I began thinking about the little things in life again when deciding to call this article The Round Up. The title has been in my head for months, not ringing out but there waiting for use. The reason seemed to be that every day when walking my dog, the Border Collie I wrote about, Oscar, I recognise his instincts to herd, to bring together, to round up. And I’ve become utterly fascinated with this concept. It’s an instinct, something that he does. But it’s an instinct that got me thinking about the need to bring together, to herd and round up, just as I began writing this article. I was thinking of herding articles together; finding something common in them. When I sat down to write this piece it was the need to ‘round up’ that was on my mind. I felt the need to round up these articles so as to mark a year in time by bringing everything together. Only when doing this would I be able to take satisfaction from my own achievements.

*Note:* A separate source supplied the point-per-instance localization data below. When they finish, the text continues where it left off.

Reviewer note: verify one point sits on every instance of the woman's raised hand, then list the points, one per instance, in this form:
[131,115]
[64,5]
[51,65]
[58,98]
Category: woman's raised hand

But during of all this, I suddenly became conscious that it’s Xmas. Beyond all the madness Xmas is also about the instinct to round up friends and family, to mark time: we’re all here for another Xmas. The Art Encounters series had been initiated leading up to Xmas last year, when confronted with the void when mourning someone at this all too symbolic time of year. I had felt an instinct to round up that was impossible to enact. This year, however, I was dwelling on the term ‘round up’ when sketching out what’s common to all the articles I had written. But I now felt it was that other round up I was really concerned with: Xmas. How would I manage? Would it be as difficult as last year? I had half this article written when I ended up turning off the computer with the idea to start over. Before I knew it I was standing in the big field behind my house in the dark of winter, with Oscar, unable to see two feet in front of me. I plugged in my headphones and began walking, as an acoustic guitar began slowly humming in my ears. It was the voice of George Michael that became apparent to me as I walked into the thick of the night. He wasn’t singing ‘Last Christmas,’ thankfully. The song George Michael was singing was ‘Waiting’, the last song on the album Listen Without Prejudice Vol. 1 (a random selection from Spotify). I turned up the volume as much as I could, all the while listening to the words as if directed at me. ‘All those insecurities, that have held me down for so long,’ now echoed in my ears.

Before the song had ended, I found myself staring up at the stars in the sky, grasping my head in my hands, overcome with a sense of panic. I felt overawed and helpless, as if pulled back into a void. All I could think about was Xmas, and the sadness it might bring again. I gradually gathered myself, calming myself with the thought that the darkness itself is bringing on these thoughts, but I’ve been in it before. Then I shone my torch all around the field. ‘Oscar,’ I shouted to no reply. I suddenly became more and more panicky, fearing that he might be stuck in the thick hedges around the field. The panic got worse and worse until I suddenly heard a rustling, a movement in the grass all around, and a head appeared in the dark. His tail was wagging, and Oscar was brushing up against me as I breathed a deep sigh. ‘C’mon,’ I whispered, ‘let’s get out of the mud. There’s loads of stuff to do. And the whole gang are coming here.’

Dara would like to wish a Merry Christmas to all the readers of Art Encounters in 2017.